SA-Learn

Fri Apr 18 21:37:02 IST 2008

Vernon Webb wrote:
> This may be a silly question to some, but I would really like to learn 
> more about what sa-learn does. I have created a folder on my server that 
> I move all my SPAM mail to. Mind you this is only SPAM that is NOT 
> labeled as SPAM. Should I be moving all mail, even mail that is labeled 
> as such as well? And exactly what does this do? I assume that it somehow 
> trains MailScanner that this is SPAM, but how? Does it tell it that the 
> mail addressed and IPs that this mails come from are sending bad mail? 
> Is it only local to my server? Does it report these emails as SPAM to 
> some RBL? Please pardon the intrusion if taken as such, I am only trying 
> to better understand how MailScanner works.

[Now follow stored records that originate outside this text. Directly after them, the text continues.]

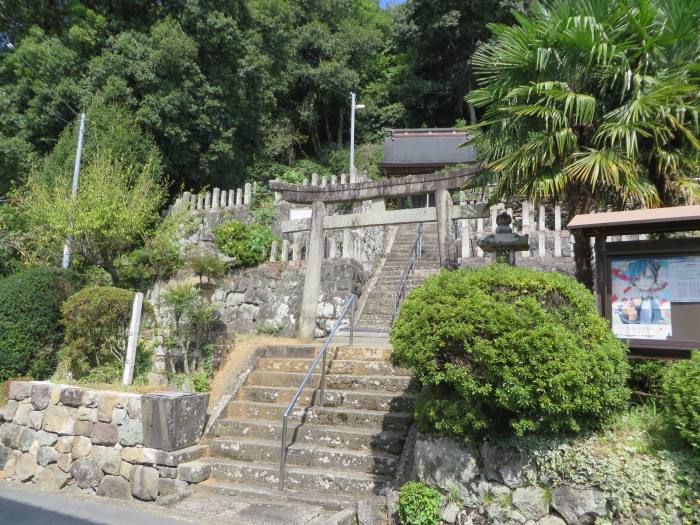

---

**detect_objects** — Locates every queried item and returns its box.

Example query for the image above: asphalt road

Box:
[0,483,195,525]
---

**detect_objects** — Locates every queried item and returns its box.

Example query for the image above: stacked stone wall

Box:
[0,381,208,503]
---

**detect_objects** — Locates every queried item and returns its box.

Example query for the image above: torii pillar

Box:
[299,201,326,339]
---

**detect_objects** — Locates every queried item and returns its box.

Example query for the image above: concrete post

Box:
[435,190,454,268]
[299,201,326,339]
[122,292,143,385]
[343,230,352,259]
[243,182,253,206]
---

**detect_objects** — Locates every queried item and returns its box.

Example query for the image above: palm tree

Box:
[466,0,700,287]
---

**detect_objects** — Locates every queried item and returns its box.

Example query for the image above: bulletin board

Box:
[603,238,700,357]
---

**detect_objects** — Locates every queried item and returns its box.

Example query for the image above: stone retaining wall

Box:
[0,381,208,504]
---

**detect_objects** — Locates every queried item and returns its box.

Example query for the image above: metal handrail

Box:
[279,294,357,490]
[391,223,423,323]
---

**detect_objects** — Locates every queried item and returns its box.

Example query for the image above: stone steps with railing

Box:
[358,224,440,330]
[178,345,417,516]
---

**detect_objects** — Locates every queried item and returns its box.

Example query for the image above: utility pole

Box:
[62,109,85,269]
[350,92,365,182]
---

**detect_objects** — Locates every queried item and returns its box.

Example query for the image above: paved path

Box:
[0,482,201,525]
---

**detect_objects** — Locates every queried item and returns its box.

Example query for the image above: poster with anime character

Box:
[611,258,671,339]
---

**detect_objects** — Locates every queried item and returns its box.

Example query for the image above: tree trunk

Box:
[566,183,593,290]
[336,108,345,149]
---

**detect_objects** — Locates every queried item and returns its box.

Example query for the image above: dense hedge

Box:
[61,286,150,379]
[391,265,629,435]
[662,350,700,453]
[0,267,77,382]
[214,220,279,267]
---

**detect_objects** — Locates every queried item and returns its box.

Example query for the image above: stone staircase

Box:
[176,345,415,524]
[358,223,440,330]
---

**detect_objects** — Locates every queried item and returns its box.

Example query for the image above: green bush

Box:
[391,265,629,436]
[628,359,671,395]
[61,286,150,376]
[396,481,440,525]
[0,267,78,382]
[214,220,279,267]
[662,350,700,452]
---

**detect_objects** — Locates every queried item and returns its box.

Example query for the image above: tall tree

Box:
[394,0,524,127]
[467,0,700,287]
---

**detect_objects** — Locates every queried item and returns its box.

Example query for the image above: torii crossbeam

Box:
[270,165,488,339]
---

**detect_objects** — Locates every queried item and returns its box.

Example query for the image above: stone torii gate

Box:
[270,165,488,339]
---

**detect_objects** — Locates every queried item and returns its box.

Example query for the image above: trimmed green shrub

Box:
[396,481,440,525]
[391,265,629,437]
[60,286,150,379]
[214,220,280,267]
[628,359,671,395]
[0,267,78,381]
[662,350,700,452]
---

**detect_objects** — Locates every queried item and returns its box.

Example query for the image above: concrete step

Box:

Sa-learn trains the bayes database used by SpamAssassin. It doesn't report to 
RBLs, Razor, or anything else. That's what spamassassin -r is for.

As for feeding, I would strongly suggest not make any considerations other than 
"is this spam or not" when choosing whether to feed a message to sa-learn --spam.

If you're only feeding false negatives, you're introducing a bias into your 
bayes database. That will eventually cause you to miss some of the spam you were 
detecting.

I'd also suggest feeding some nonspam emails to sa-learn with the --ham 
parameter, instead of the --spam parameter.

In general, it's best to give sa-learn a realistic, well balanced diet from your 
email stream. Obviously it would be difficult to hand classify and train every 
message you receive, but that would be the theoretical ideal. Head in that 
direction as far as you can without causing yourself undue stress or hassle.